French filmmaker Olivier Meyrou turns his camera on a family striving to come to terms with the vicious murder of their gay son in Beyond Hatred. It's an intimate portrait while at the same time Meyrou stays eerily removed from his subjects. His approach, which is daring in many ways, certainly thickens the mood, yet his abstract depiction of the victim, François Chenu, ultimately softens the emotional impact. In a twisted irony, Chenu becomes defined by his sexuality.
Perhaps the most powerful scene is one of near total darkness - night in the park where Chenu lost his life.

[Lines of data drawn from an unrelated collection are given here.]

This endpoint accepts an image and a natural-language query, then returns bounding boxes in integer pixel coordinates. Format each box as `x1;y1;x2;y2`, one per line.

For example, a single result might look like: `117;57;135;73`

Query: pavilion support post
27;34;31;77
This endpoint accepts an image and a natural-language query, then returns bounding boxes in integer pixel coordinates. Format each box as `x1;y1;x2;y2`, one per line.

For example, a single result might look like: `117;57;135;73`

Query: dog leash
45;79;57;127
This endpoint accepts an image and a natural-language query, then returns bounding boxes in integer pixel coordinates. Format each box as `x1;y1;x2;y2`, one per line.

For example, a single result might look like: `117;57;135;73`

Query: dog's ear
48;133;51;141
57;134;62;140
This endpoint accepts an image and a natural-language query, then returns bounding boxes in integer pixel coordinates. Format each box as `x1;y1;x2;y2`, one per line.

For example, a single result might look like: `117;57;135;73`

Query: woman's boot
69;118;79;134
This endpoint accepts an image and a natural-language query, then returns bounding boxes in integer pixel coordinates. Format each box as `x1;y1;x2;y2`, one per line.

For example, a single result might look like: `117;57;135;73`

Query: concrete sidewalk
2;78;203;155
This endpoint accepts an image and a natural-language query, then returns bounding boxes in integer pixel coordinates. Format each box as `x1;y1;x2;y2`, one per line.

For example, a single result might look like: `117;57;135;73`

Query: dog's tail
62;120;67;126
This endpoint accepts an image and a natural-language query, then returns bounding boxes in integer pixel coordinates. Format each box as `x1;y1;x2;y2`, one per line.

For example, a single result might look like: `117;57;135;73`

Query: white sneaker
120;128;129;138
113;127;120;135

Meyrou teams this footage with a gut-wrenching narration by his sister who recalls the events leading up to his fatal encounter with three neo-Nazi skinheads. Her sentences are punctuated by deep intakes of breath and long pauses so that, at times, there seems to be no sound or image. These moments, simply but boldly constructed, are loaded with tension.
Meyrou keeps the interviews to a minimum. He prefers mostly to eavesdrop on conversations everywhere from the courthouse to a coffee shop to mum's kitchen. The settings are mundane, but the exchanges are emotionally raw and so neatly convey both the drama and the grinding daily routine of having to cope with tragedy. Chenu's relatives offer minute details about their reaction to the murder and the men who committed it, but it's a great shame that Chenu remains a mystery. Meyrou denies us even a photo in his brutal resolve to focus on the aftermath rather than the incident. It leaves a sense of something missing.
Beyond Hatred (Au-Delà De La Haine) is released in UK cinemas on Friday 30th March 2007.